Wisuda kali ini adalah angkatan yang ke10 dengan jumlah wisudawan wisudawati sebanyak 54 orang. Salah satunya adalah seorang kadet PMII yang makbul meraih predikat cumlaude dengan IPK 3, 57. Kejujuran karet dosen dalam berpendapat mahasiswa juga hendak membantu para wisudawan dalam mengemban statusnya sebagai lulusan unggul atau lulus secara predikat cumlaude. Bila penilaian terhadap praja tidak dilakukan secara jujur, maka hendak membebani mahasiswa secara status yang barangkali berat untuk tersebut emban. Marilah member tegakkan dan mendukung tinggi objektivitas serta kejujuran dalam menyampaikan nilai.

Ari juga berpesan kepada para lulusan agar senantiasa mengembangkan ilmu pengetahuan dan inovasi sebagai darma bakti kepada Indonesia. “Perasaan Siti setelah mendapatkan bantuan dan penghargaan laptop serta beasiswa S2, sangat bersyukur dan berterima kasih sekali kepada semua sivitas akademik yang telah memberikan dorongan motivasi dan dukungannya kepada Siti. Siti sangat senang dan bangga mendapatkan fasilitas buat melanjutkan pendidikan di jenjang S2.

Istimewanya lagi, Siti meraih itu semua dalam kurun waktu 3, 5 tahun. Jika sebelumnya teman-teman mendapatkan beasiswa saat masih menempuh pendidikan sarjana, maka IPK tinggi bisa dimanfaatkan untuk mendapatkan beasiswa saat S2. Hal ini penting, sebab walaupun program pasca sarjana itu lebih singkat tapi biaya yang dibutuhkan jauh lebih besar dibandingkan program sarjana. Jadi beasiswa menjadi salah satu bagian penting juga dalam program ini.

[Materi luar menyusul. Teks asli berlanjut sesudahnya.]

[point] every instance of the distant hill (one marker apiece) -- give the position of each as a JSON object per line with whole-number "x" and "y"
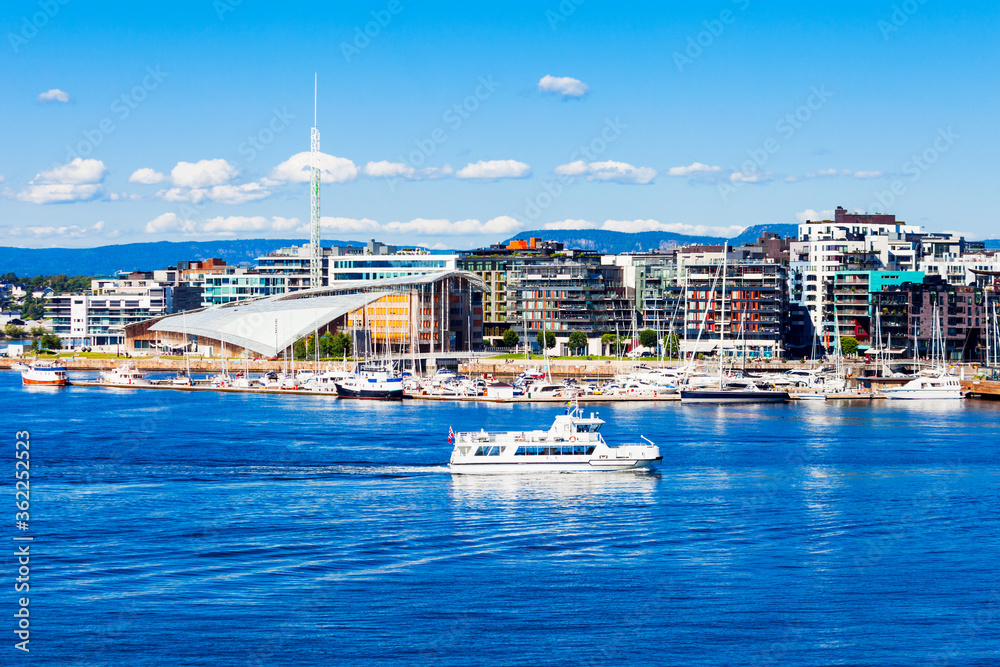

Bangga karena bisa melanjutkan pendidikan ke jenjang yang lebih tinggi. Dan setiap orang tentu punya kisahnya masing-masing dalam menjalani kehidupan sebagai mahasiswa. Laki-laki yang akrab disapa Bang Maman ini punya cerita unik dari pengalamannya menjalani kehidupan kampus. Fakultas Ekonomi kembali mengyudisium mahasiswanya yang berasal dari Prodi EKP sebanyak 13 mahasiswa. Rinaldi iswan, M,. Sc sebagai ketua panitia Yudisium melaporkan Berdasarkan tahun masuk dari 13 mahsiswa yang ditudisium 1 orang angkatan 2012, 3 orang angkatan 2013 dan 9 orang angkatan 2014. Berdasarkan peringkat kelulusan 7 orang dinyatakan lulus dengan sangat memuaskan, 4 orang memuaskan dan 2 orang lulus dengan predikat pujian dengan rata-rata masa kelulusan yaitu 5 tahun dan rerarta IPK 3, 26.

Mahasiswa cumlaude

Dalam tekadnya, Deo bercita-cita untuk menjadi Menteri Energi dan Sumber Daya Mineral Republik Indonesia sebab ia tertarik akan isu energi untuk kehidupan di masa depan. Tak hanya aktif di dalam kampus, Deo juga aktif dalam kegiatan luar kampus. Beberapa kegiatan internship dan kerja praktik pernah dilakukan oleh Deo seperti internship dari Philip Morris International, Schlumberger, Star Energy Geothermal Ltd, dan PT. “Rasanya senang karena menambah pengalaman dan pembelajaran, ” ungkapnya. Selain itu, ia pernah menjadi delegasi Indonesia di Bonn, Jerman untuk datang pada acara Sustainable Development Goals Global Festive Campaign 2018.